As a professional designer we each rely on an opportunity to bid on or earn a shot at the design scope of work early in a project directly from the owner. As the project scopes increase and economic factors grow larger, owners pursue non creative representatives or program managers too early in a projects life cycle. The PM’s or Owner’s rep then buy professional services usually at the lowest price and with self imposed limitations or in design terms “blinders on”! With projects now lead by Construction Manager’s with MBA’s many non financial aspects of creative design process go out the window early. Projects can quickly move from inspirational sketches and concepts to balance sheets and charts. In the early days designers generated quick sketches and early conceptual renderings to capture the personality, look and feel for a project prior to any feasibility or viability work being completed. Today most projects never even get a rendering produced or have a hand drawn sketch to guide the design process, and the concept is never fully vetted. Before anyone can visualize the project; numbers are being crunched and programs defined with tight price driven deliverable lists, renderings and creative ideas are never even considered as line items.

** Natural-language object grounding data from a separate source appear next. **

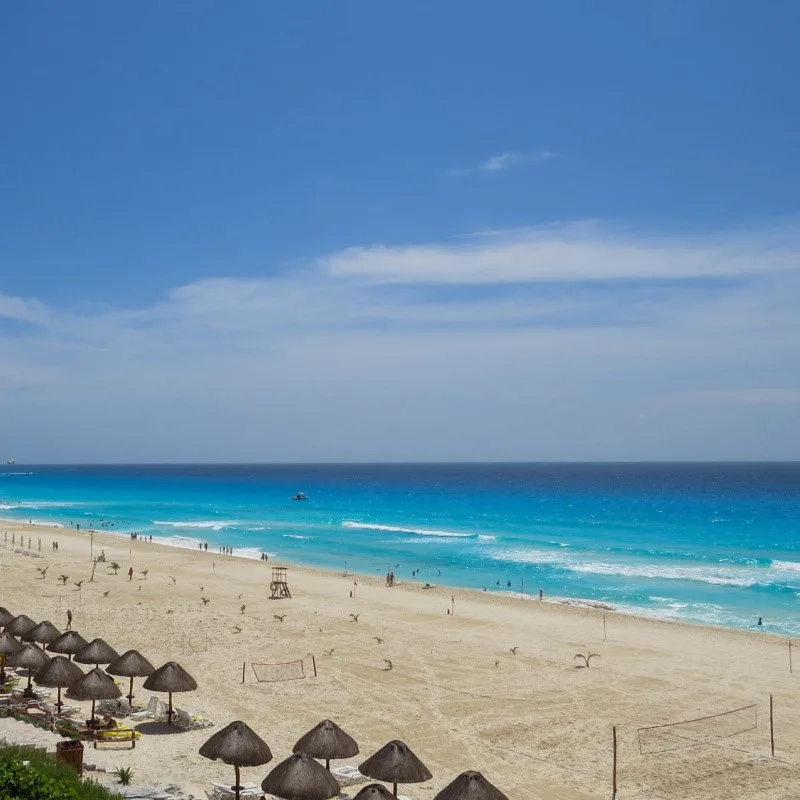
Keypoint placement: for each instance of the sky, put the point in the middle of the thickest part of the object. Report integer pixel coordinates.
(360, 231)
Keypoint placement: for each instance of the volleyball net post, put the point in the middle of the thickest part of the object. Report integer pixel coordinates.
(614, 763)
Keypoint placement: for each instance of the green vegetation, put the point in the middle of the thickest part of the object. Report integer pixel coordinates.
(43, 778)
(124, 775)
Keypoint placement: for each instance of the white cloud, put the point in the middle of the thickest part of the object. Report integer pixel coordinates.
(431, 352)
(512, 158)
(567, 252)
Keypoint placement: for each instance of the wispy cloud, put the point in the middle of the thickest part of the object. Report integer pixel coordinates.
(514, 159)
(570, 341)
(504, 161)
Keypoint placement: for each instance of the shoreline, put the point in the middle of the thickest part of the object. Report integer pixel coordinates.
(494, 686)
(553, 601)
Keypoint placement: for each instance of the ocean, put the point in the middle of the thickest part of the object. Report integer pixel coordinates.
(709, 543)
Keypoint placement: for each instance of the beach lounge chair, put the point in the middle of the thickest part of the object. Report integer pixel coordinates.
(154, 707)
(224, 791)
(120, 707)
(116, 736)
(347, 775)
(185, 721)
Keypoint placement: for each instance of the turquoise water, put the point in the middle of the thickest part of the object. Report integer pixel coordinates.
(711, 543)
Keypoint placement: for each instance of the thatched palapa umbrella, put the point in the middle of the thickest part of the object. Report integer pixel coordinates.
(395, 763)
(470, 786)
(97, 652)
(43, 633)
(59, 674)
(327, 740)
(172, 677)
(131, 664)
(374, 791)
(239, 745)
(33, 659)
(299, 777)
(20, 625)
(94, 686)
(8, 647)
(68, 644)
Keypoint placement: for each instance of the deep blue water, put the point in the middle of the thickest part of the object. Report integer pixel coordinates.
(713, 543)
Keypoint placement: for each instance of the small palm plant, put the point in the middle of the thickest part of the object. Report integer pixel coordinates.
(124, 775)
(587, 659)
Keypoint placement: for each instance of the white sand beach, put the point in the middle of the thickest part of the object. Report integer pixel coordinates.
(536, 724)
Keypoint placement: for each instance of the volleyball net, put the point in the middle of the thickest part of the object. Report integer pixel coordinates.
(692, 732)
(280, 671)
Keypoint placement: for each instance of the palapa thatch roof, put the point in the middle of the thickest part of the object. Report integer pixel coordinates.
(470, 786)
(299, 777)
(31, 657)
(238, 745)
(68, 644)
(171, 677)
(94, 685)
(327, 740)
(131, 664)
(96, 652)
(395, 762)
(60, 672)
(43, 633)
(374, 791)
(20, 625)
(8, 644)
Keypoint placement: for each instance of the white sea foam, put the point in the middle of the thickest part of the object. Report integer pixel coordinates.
(789, 566)
(414, 531)
(719, 576)
(40, 504)
(214, 525)
(41, 522)
(188, 543)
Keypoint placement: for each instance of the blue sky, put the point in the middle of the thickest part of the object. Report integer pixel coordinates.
(363, 231)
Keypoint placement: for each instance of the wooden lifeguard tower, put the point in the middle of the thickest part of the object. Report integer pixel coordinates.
(278, 585)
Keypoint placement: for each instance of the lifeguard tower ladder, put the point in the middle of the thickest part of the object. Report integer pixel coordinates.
(278, 585)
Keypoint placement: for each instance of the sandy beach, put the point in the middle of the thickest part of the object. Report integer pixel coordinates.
(532, 720)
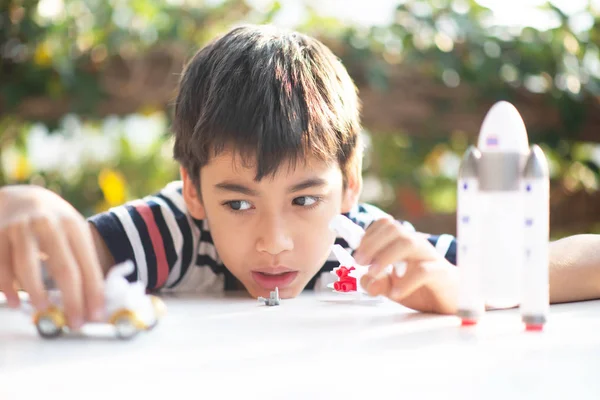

Design/build can certainly produce a quality project but only if the design is completed before the build starts. A recent project we peer reviewed demonstrated how that design first concept was lost. A project reviewed met the technical and financial requirements of the RFP but lacked any real functionality /practicality or aesthetic. The creative process and conceptual design effort was never even executed. The Program Manager won the design/build contract for the project; then reviewed the project and started over from scratch. Yet again not with a creative driven process but an engineering driven evaluation based on the proposed use and cost plus basis.
Every project must be designed and visualized before being built or we will find ourselves living in a Design/Built world of plain vanilla boxes that are efficient and cheap but not much to look at, and no fun to live inside of!

Quaility driven design firms need to combine forces with quality builders and contractors to create design driven teams and demonstrate that creative design can lead to a more sucessful buiding project and not exceed budgets. Good design processes can save money and deliver a much more valuable project for the owner.

Walk Good and inspire others to dream!